Le « Digital Cinema Package » est le format de projection numérique qui a remplacé la projection pellicule 35mm dans les salles de cinéma (depuis 2012 en Suisse). Il s’agit d’un ensemble de fichiers numériques, comprenant une piste (un flux) image, un ou plusieurs flux audio, ainsi que qu’éventuellement un ou plusieurs flux de sous-titres, grâce à des « Version Files ». À noter, certains DCP sont créés en incrustant (burn-in) les sous-titres, voir plus bas. Les copies DCP sont beaucoup moins chères à fabriquer que les copies 35mm et surtout, peuvent être transportées sur des petits disques ou envoyées par internet, par opposition aux copies 35mm encombrantes et fragiles. Tous les films (à quelques exceptions près, notamment dans les cinémathèques) sont diffusés en copie numérique.

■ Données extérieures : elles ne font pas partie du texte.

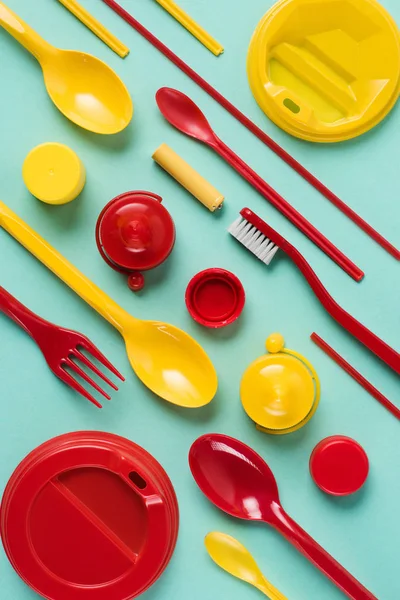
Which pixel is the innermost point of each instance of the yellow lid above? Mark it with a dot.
(280, 391)
(53, 173)
(325, 70)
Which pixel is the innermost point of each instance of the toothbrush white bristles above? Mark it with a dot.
(253, 240)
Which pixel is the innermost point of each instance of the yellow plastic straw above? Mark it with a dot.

Les DCP sont généralement compilés et stockés sur un support physique : disque dur ou SSD, ou clé USB. Le format de fichiers ne peut que être lu à l’aide d’un lecteur de DCP. Les formats de disques (ou clés) lisibles par les projecteurs/serveurs de DCP sont : le NTFS, le ex2 et le ex3 ; et. Les films sont le plus souvent envoyés aux cinémas par internet. À savoir qu’en moyenne un long-métrage pèse autour de 100 Go, ce qui nécessite des bonnes connexions internet, voir des serveurs dédiés. Plusieurs services spécialisés existent pour le transfert sécurisé de DCP.
FORMAT D’IMAGE
Les DCP sont soit en 2K ou en 4K, le rapport hauteur x largeur est respectivement, au maximum, de 1080 x 2048 et de 2160 x 4096 pixels. Pour créer un DCP, votre fichier doit avoir la hauteur OU la largeur qui correspond à une de ses longueurs. Les formats standards sont :
– « FLAT » 1:1.85 soit 1080 x 1998 ou 2160 x 3996
– « SCOPE » 1:2.39 soit 858 x 2048 ou 1716 x 4096
– « FULL CONTAINER » 1:1.89 soit 1080 x 2048 ou 2160 x 4096
Pour d’autres formats, à part pour le 16×9 (1920 x 1080 ou 3840 x 2160) qui est accepté comme un format « flat », il faut remplir avec du noir pour arriver à un des formats ci-dessus.
FRÉQUENCES
Les fréquences d’images généralement utilisées sont du 24 et du 25 images par seconde (ips/fps), mais d’autres fréquences sont possible, cependant uniquement des nombres entiers et des images entières (pas d’entrelacement), les fréquences possibles sont : 30 et en HFR (high frame rate) : 48, 50 et 60.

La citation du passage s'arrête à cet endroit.